Imagine growing a heart that is an exact match for a transplant patient, a finger for someone in an accident, or a leg for veteran who lost his at war. Recent advances in the field of stem cell research may make such endeavors possible by using a patient’s own stem cells to regrow tissues or organs afflicted by disease, turning various fields of medicine towards a more personalized approach. Since the 2012 Nobel Prize awarded to John B. Gurdon and Shinya Yamanaka “for the discovery that mature cells can be reprogrammed to become pluripotent,” stem cell research has been flourishing. Recently, Japanese scientists took a major stride forward when they successfully converting blood cells back to pluripotent embryonic stem cells by treating them with an acid bath.
The novelty of this study derives from the development of a simple, noninvasive approach to induce mature cells to become pluripotent stem cells. Unlike previous techniques, this newly discovered phenomenon, known as stimulus-triggered acquisition of pluripotency (STAP), requires neither transfer of DNA from one cell to another nor the introduction of specific DNA-binding proteins. The Japanese research team, headed by Dr. Haruko Obokata of the RIKEN Center for Developmental Biology in Japan in collaboration with Dr. Charles Vacanti at Brigham & Women’s Hospital in Boston, accomplished the feat using blood cells from mouse spleens. They are now trying to replicate the results using human blood cells.
The inception of this unique approach arose from Obokata’s curiosity when she noticed that blood cells shrank to a size resembling stem cells after being squeezed through a capillary tube. Banking on the hypothesis that stress was inducing such changes, Obokata discovered that stresses in the form of acidic solutions and physical squeezing induced cells to behave like stem cells. To test that these stress-altered cells were indeed pluripotent, the cells were fluorescently tagged and injected into mice embryos. In the resulting developing pups, fluorescence was observed in all differentiated cell types, indicating that the fluorescently tagged stress-induced cells were indeed capable of differentiating into any cell type. Vacanti stated in an interview with CNN that this change induced by environmental stimuli is a “natural process that cells normally respond to.”
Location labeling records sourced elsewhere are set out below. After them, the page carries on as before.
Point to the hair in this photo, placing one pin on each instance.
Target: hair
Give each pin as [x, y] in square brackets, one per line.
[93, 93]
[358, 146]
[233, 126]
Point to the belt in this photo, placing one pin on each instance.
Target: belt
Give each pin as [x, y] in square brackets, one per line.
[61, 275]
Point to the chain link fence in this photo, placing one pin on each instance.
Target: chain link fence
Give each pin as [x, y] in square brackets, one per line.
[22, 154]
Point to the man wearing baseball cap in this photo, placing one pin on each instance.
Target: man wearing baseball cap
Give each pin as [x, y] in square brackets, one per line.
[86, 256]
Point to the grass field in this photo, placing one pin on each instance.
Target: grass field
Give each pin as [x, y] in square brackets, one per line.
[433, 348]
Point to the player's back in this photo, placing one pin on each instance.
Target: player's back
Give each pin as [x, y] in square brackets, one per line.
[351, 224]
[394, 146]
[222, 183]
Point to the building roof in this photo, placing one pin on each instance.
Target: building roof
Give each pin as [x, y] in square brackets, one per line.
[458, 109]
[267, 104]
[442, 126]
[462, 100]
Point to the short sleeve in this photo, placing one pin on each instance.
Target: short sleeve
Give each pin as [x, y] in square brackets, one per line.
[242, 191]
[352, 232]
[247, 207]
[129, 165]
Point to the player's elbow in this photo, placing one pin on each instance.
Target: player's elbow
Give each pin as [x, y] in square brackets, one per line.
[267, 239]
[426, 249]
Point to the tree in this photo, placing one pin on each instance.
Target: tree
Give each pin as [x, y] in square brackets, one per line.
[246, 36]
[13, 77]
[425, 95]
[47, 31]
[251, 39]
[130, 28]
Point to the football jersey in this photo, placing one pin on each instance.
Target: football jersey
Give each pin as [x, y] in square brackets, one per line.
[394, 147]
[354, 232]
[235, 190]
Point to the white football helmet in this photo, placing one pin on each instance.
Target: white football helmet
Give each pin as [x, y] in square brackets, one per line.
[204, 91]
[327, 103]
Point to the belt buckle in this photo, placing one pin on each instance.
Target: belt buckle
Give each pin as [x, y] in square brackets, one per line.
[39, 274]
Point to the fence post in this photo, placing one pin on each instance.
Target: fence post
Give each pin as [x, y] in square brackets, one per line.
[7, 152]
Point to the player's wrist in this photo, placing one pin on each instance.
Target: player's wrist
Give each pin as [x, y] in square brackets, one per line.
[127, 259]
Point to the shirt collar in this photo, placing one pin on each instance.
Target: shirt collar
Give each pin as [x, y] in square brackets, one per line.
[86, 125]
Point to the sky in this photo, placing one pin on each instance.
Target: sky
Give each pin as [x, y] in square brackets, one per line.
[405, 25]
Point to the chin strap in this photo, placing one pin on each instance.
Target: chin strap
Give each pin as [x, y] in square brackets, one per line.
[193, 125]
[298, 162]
The simple and groundbreaking nature of this study has the research world buzzing with excitement. Chris Mason, a professor of regenerative medicine at University College of London, elaborated to the New York Times: “I thought — ‘my God that’s a game changer!’ … If this works in people as well as it does in mice, it looks faster, cheaper and possibly safer than other cell reprogramming technologies — personalized reprogrammed cell therapies may now be viable.”
With each discovery in stem cell pluripotency, researchers advance towards simplicity and efficiency. Jeff Karp, an associate professor at Brigham & Women’s Hospital in Boston, told CNN that the new method could produce stem cells up to ten times faster than current methods. Further research is still necessary before this technique can be used in humans, as the researchers still have not worked out the cellular mechanisms by which stress caused blood cells to change. Yet, a bright future lies ahead for stem cell research, a field which has been growing at “lightning speed” according to Karp. If the methods translate well to research in human cells, this finding will dramatically accelerate the progress towards better, safer personalized medicine.
Editor’s Note: Since its January 30 publication date, the claims in Obokata’s paper have been called into question. According to the RIKEN Center for Developmental Biology, the case is still under investigation. In an interview with Knoepfler, Wakayama asked for a wait period of “at least one year” to determine whether the technique could be replicated.